Ses paroles suscitent l'émoi dans l'assemblée.

« En écoutant Alex, la reine Sonja et la première ministre Gro Harlem Brundtland, toutes deux mères, versaient des larmes. Comme beaucoup », précise M. Lundestad.

Alarmée par son sort, la communauté internationale multiplie à cette époque les initiatives pour obtenir la remise en liberté de cette apôtre de Gandhi : appels de dirigeants, menaces de boycottage économique, diverses récompenses (prix Rafto en 1990, prix Sakharov la même année que le Nobel)...

Mais rien n'y fait.

« Elle aurait été beaucoup plus en danger si elle n'avait pas eu le prix », estime toutefois M. Jagland.

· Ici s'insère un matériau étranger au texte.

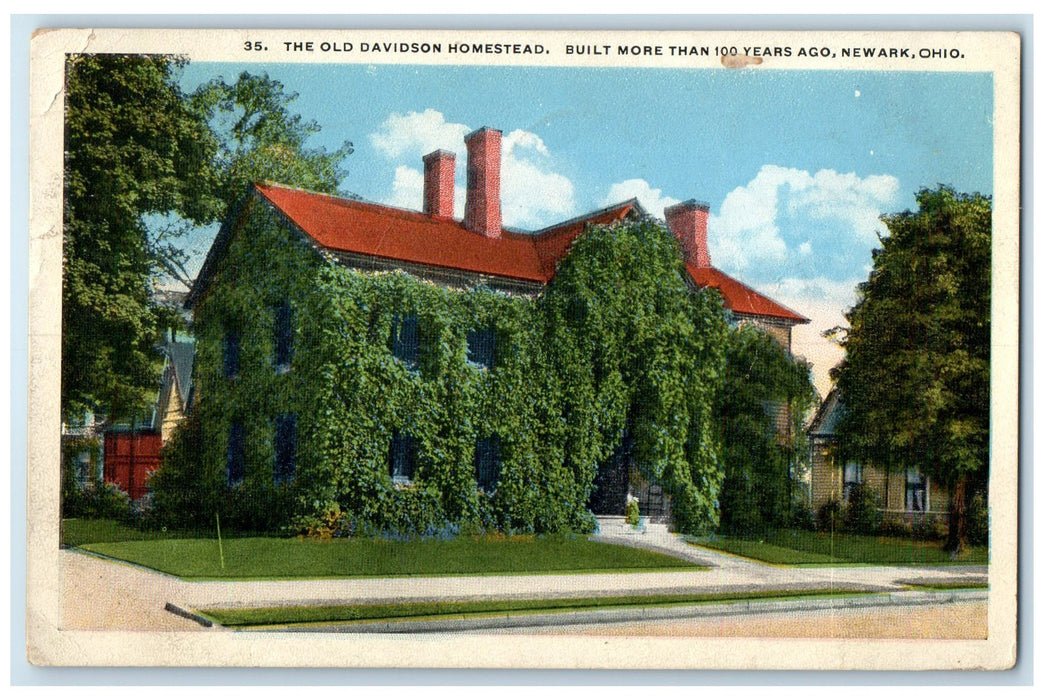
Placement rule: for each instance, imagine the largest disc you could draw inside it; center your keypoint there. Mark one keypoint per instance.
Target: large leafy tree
(134, 148)
(146, 164)
(760, 410)
(916, 377)
(259, 138)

Finalement libérée l'an dernier à la faveur de réformes politiques spectaculaires dans son pays et après 15 ans en détention, Aung San Suu Kyi, aujourd'hui députée, va donc pouvoir donner la traditionnelle conférence des lauréats Nobel. À trois jours seulement de son 67e anniversaire.

« C'est une leçon d'optimisme », souligne M. Lundestad. « Cela montre que dans la durée, on ne peut pas gouverner contre la volonté populaire ».

Dans la famille des lauréats encore vivants, il ne restera plus, après Aung San Suu Kyi, que le militant pro-démocratie chinois Liu Xiaobo, emprisonné dans son pays pour « subversion », à ne toujours pas avoir pu recevoir le Nobel qui lui a été décerné en 2010.

« J'espère que ça ne prendra pas 21 ans pour qu'il vienne chercher son prix », confie M. Jagland. « Mais le cas Aung San Suu Kyi est un signal important qui montre que les partisans de la démocratie finissent un jour ou l'autre par l'emporter ».